Back when I was a child, my mother never had a babysitter for me and my siblings. But she did have an old record player. And in the afternoon, she’d set it up for us along with a stack of records so she’d be able to work in peace for at least a couple of hours in the next room. Though the term “Home Office” wasn’t yet in use, the difficulties experienced by working mothers in such situations were the same as today.
For a long time, our favourite record was “The Bach Family’s Wondrous Journey”. It was a lovingly made children’s introduction to the music of the Bachs that told the tale of this family’s adventures during their stays at various princely courts and their many trips abroad. The narrative centred on the Bach children, Johann Sebastian and his siblings. We got to know the eventual master as a young boy who often preferring playing in the garden to the practice room, who sometimes had an awful time trying to compose, and who played in musical contests against his siblings where the winner got a reward.

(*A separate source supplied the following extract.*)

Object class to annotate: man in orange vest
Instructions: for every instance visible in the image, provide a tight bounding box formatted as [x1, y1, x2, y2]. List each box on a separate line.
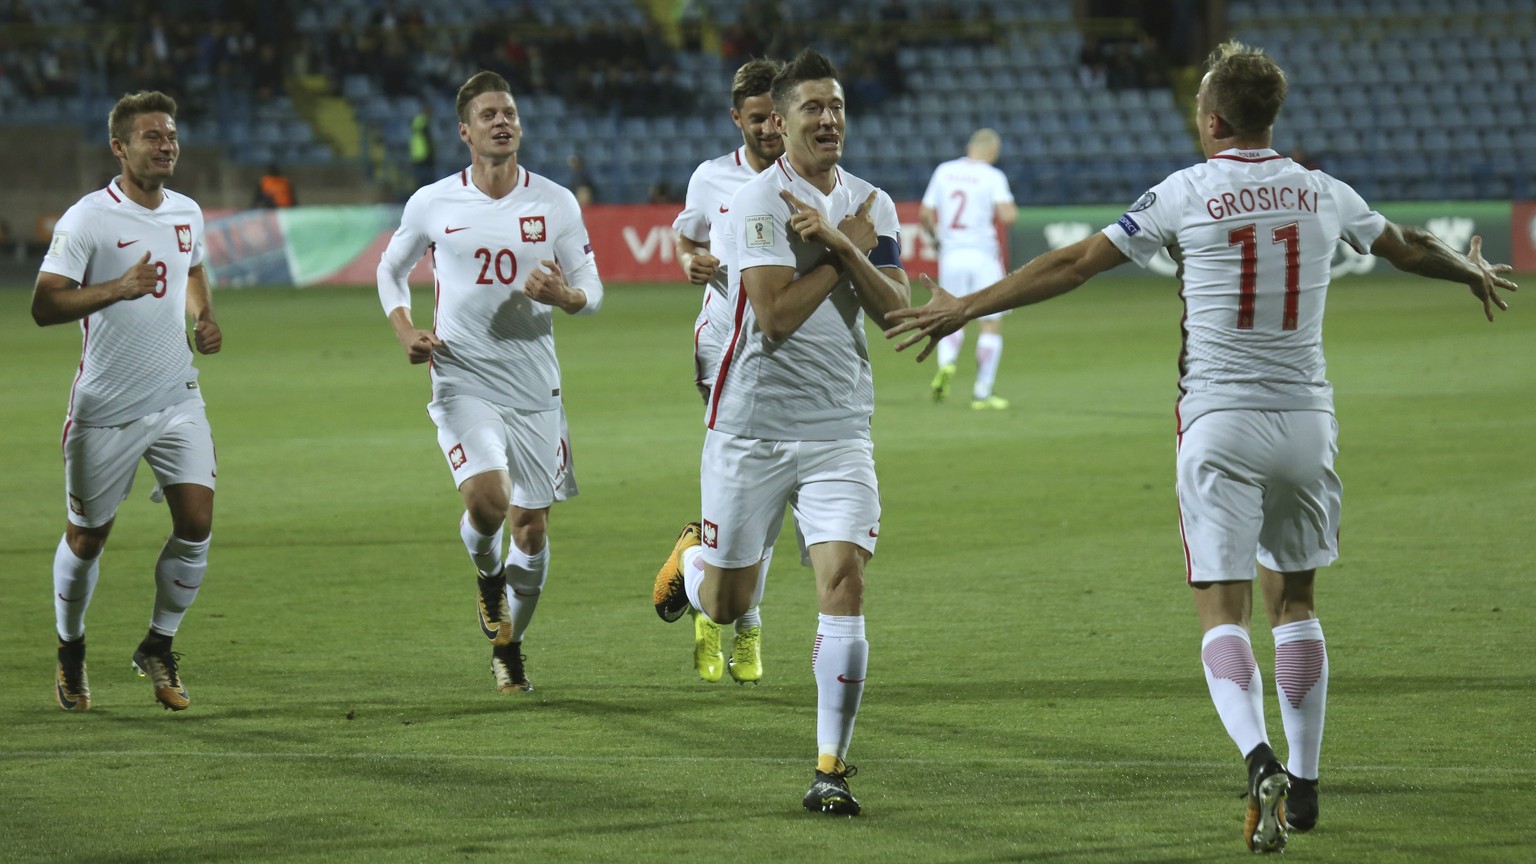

What fascinated us most were those parts of the story where the Bachs attempted to obtain princes’ favour and goodwill, to win them as patrons. The idea that someone would provide someone else with a nice room and good food in return for pursuing their art was one that appealed to us a lot, and we would’ve loved to lead such lives ourselves. But these days, the spirit of patronage is dying out. Private grants for artists are more the exception than the rule. Sure, there are still companies that sponsor musical events—but finding an art-loving family who would offer food and board to artists so that they could compose their music, write their books, and rehearse their roles has long since become an illusory hope. Which is quite a shame indeed.